Lo stupro causò in Ruanda non solo danno fisico immediato, ma anche conseguenze psicologiche e fisiche a lungo termine, e più della violenza sessuale in sé, l'infezione all'HIV è legata alla stigmatizzazione e alla marginalizzazione sociale ed economica. Molte donne non possono affrontare i costi delle cure per l'AIDS [Mukagasana e Kazinierakis 2008, 10], e nel timore del risultato di un test dell'HIV e del giudizio della comunità di appartenenza, diverse sopravvissute non vanno neppure a fare il test, come ricorda A.: «Non ho mai fatto il test; peggiorerebbe soltanto la mia situazione» [African Rights 2004, 50]. I. conferma i pregiudizi contro le donne stuprate ed infettate dall'HIV: «Non sono accettata nella mia comunità […] la gente è molto cattiva con me» [de Brouwer e Hon Chu 2009, 83], mentre G. fu persino costretta ad andarsene di casa, rifiutata dalla famiglia [de Brouwer e Hon Chu 2009, 110]. Molti uomini sono sospettosi e ritengono che le sopravvissute abbiano in qualche modo collaborato con i perpetratori allo scopo di aver salva la vita [Amnesty International 2004, 7; Gourevitch 2000, 232], e rifiutano le donne stuprate o non vogliono intraprendere una relazione con una ragazza stuprata durante nel genocidio – anche a causa della stigmatizzazione dello stupro in una società in cui per tradizione la donna è sottomessa al marito e alla sua famiglia [Polidori 2009, 169], e della vedova accusata della morte del consorte [Gbikpi 2006]. Ad esempio M.O. racconta che il suo compagno ha accettato di iniziare ad uscire con lei dopo che lei gli ha giurato, mentendo, di non essere stata violentata durante il genocidio [de Brouwer e Hon Chu 2009, 39].

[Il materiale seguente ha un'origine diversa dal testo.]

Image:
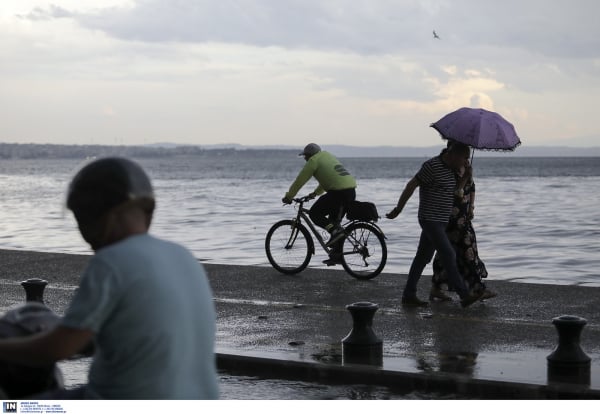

Questo è solo uno dei problemi, ma in entrambi i case studies ve ne sono molti altri di tipo psicologico e fisico. «Se non fosse per il sostegno psicologico e le medicine, sarei morta. […] Non posso dormire senza pillole. […] Ho bisogno di aiuto», confessa T., nella Republika Srpska, ad anni di distanza dalla fine della guerra [Amnesty International 2009, 3]. I traumi delle donne riguardano principalmente sindrome da stress post-traumatico, disagi psichici (depressione, ansia, somatizzazione, difficoltà nei rapporti sessuali, insonnia) e problemi somatici (a livello cardiovascolare, ma anche diabete, problemi alla tiroide, sindrome psico organica, problemi scheletro muscolari e difficoltà al tratto urogenitale) [African Rights 2004]. Come afferma il direttore dell'ospedale centrale di Kigali, Dr. Emile Rwamasirabo, le vittime di stupro non cercano cure mediche perché si vergognano troppo, mentre il dottor Etienne Mubarutso, ginecologo presso l'ospedale universitario di Butare, sottolinea: «si cura la malattia diretta, ma psicologicamente non vengono guarite. Continuano a tornare lamentando crampi e dolori, ma non hanno alcun problema fisico. Queste donne sono profondamente segnate a livello psicologico» [Human Rights Watch 1996, 72-73].
Le donne nascondono la propria sofferenza e nella maggior parte dei casi tacciono, sentendo che le cure ricevute sono inadeguate ad attenuare il loro dolore e che la società in cui vivono, e persino la loro stessa famiglia, difficilmente capirebbero – come nel caso di Zilhada, che non poté ricongiungersi ai figli sopravvissuti nel timore del loro giudizio [Doni e Valentini 1993, 34], o di una tredicenne curata nell'ospedale da campo a Gornji Rahić nel comune di Brčko nel 1993: «interrogata da un ginecologo, anche lui ex prigioniero del campo di concentramento di Brčko, la ragazzina tentò di nascondere lo stupro, e inventò di essere sposata» [Bukvić 2007, 23].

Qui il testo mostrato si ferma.